One part of Yosemite that I have not previously explored is the Tioga Pass Road.  It has either been out of my way or closed for the winter during previous visits but this time I decided to take the drive across to end up at Mono Lake.  The route takes you to Olmsted Point.  This is only a couple of miles from my starting point in Yosemite Valley but the direct route is not available to cars so an hour’s drive is the alternative.
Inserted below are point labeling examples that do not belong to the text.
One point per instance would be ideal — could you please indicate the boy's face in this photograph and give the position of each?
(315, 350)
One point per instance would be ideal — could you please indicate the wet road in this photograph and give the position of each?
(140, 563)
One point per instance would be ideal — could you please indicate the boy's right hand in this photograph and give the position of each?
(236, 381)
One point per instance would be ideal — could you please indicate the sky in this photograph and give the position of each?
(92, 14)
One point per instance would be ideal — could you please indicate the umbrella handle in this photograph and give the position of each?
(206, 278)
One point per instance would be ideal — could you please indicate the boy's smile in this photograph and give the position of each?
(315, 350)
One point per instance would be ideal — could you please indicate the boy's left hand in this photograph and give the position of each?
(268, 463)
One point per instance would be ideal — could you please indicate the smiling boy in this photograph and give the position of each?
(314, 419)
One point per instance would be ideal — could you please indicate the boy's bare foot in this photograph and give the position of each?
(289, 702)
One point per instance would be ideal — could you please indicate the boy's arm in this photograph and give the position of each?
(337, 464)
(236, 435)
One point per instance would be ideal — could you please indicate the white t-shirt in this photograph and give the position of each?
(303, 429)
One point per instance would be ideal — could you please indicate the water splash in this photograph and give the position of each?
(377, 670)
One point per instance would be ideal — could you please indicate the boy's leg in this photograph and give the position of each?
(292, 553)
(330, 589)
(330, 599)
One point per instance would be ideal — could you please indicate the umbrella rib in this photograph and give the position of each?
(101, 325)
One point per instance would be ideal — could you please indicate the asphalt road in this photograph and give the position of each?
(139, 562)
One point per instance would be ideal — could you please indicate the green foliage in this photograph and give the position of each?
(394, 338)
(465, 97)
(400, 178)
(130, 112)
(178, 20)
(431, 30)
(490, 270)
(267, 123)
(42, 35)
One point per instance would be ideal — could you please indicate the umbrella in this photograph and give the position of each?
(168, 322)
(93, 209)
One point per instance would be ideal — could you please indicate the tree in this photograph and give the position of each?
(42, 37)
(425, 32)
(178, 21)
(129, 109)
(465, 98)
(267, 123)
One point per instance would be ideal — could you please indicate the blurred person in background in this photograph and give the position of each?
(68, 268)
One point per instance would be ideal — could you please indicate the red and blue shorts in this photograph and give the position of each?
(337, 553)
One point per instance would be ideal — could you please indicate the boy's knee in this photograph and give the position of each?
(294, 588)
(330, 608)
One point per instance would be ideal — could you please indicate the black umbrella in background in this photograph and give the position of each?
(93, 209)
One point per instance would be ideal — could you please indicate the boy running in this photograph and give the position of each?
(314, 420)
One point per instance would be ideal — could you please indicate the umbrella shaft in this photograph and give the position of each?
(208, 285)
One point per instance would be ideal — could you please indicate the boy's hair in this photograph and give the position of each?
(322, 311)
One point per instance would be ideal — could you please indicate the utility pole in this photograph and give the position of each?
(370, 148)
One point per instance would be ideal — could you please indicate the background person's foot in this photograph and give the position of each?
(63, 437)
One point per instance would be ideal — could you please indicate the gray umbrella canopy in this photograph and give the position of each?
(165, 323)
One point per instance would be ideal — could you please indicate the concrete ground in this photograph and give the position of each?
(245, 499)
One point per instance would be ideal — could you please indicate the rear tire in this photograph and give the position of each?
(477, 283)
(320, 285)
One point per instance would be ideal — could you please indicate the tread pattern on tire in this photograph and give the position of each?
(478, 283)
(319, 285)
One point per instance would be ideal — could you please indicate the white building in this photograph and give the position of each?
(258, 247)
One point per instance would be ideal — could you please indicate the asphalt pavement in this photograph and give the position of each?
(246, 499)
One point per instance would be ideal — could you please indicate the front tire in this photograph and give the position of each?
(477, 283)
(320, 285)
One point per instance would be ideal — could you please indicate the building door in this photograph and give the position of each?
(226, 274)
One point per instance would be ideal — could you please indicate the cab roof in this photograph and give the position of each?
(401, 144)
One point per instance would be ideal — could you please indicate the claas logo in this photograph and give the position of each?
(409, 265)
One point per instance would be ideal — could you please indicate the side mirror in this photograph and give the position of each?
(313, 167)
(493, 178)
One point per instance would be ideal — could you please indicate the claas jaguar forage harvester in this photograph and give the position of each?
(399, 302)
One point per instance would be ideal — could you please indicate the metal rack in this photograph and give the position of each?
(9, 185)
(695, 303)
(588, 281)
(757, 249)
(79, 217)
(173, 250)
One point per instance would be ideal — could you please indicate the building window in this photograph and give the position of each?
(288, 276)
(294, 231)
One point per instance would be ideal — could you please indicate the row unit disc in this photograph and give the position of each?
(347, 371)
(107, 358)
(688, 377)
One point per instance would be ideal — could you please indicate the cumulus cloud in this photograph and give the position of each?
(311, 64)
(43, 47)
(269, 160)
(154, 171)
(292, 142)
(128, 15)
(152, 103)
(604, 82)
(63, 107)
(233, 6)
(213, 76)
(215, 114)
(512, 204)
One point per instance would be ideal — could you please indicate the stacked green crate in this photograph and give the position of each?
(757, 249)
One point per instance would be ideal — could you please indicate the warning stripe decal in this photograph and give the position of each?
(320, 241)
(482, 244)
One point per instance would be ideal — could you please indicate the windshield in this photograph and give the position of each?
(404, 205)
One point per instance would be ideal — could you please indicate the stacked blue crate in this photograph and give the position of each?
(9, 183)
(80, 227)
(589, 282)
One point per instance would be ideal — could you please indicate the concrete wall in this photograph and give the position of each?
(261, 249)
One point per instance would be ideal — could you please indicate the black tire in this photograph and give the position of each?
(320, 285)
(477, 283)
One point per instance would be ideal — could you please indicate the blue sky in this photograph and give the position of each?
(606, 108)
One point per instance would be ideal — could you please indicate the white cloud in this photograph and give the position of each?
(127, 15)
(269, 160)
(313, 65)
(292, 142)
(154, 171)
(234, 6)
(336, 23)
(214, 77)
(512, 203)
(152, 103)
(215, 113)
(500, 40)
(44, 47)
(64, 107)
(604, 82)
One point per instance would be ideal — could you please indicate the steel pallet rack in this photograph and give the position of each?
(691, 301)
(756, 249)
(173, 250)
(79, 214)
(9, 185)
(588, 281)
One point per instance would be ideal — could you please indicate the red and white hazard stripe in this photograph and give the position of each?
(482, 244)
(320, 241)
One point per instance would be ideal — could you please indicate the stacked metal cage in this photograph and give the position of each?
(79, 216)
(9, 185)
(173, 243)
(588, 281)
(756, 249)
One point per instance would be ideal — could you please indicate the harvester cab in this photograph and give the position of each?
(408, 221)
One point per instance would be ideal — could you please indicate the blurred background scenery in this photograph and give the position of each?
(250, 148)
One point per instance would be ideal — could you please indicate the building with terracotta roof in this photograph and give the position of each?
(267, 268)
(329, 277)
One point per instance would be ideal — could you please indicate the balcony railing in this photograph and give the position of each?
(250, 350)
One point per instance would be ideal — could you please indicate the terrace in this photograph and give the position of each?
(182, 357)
Olmsted Point itself is a pretty bleak and exposed place.  The view across to Yosemite Valley is good (and would probably be a lot better at a different time of day to my visit)and you can see a lot from the parking lot.  It is only a short walk to a better spot but most people don’t bother walking down.  The rocky outcrop is very bright and on a sunny day the light is quite harsh.  However, you do get a view of everything around you which makes it worth doing.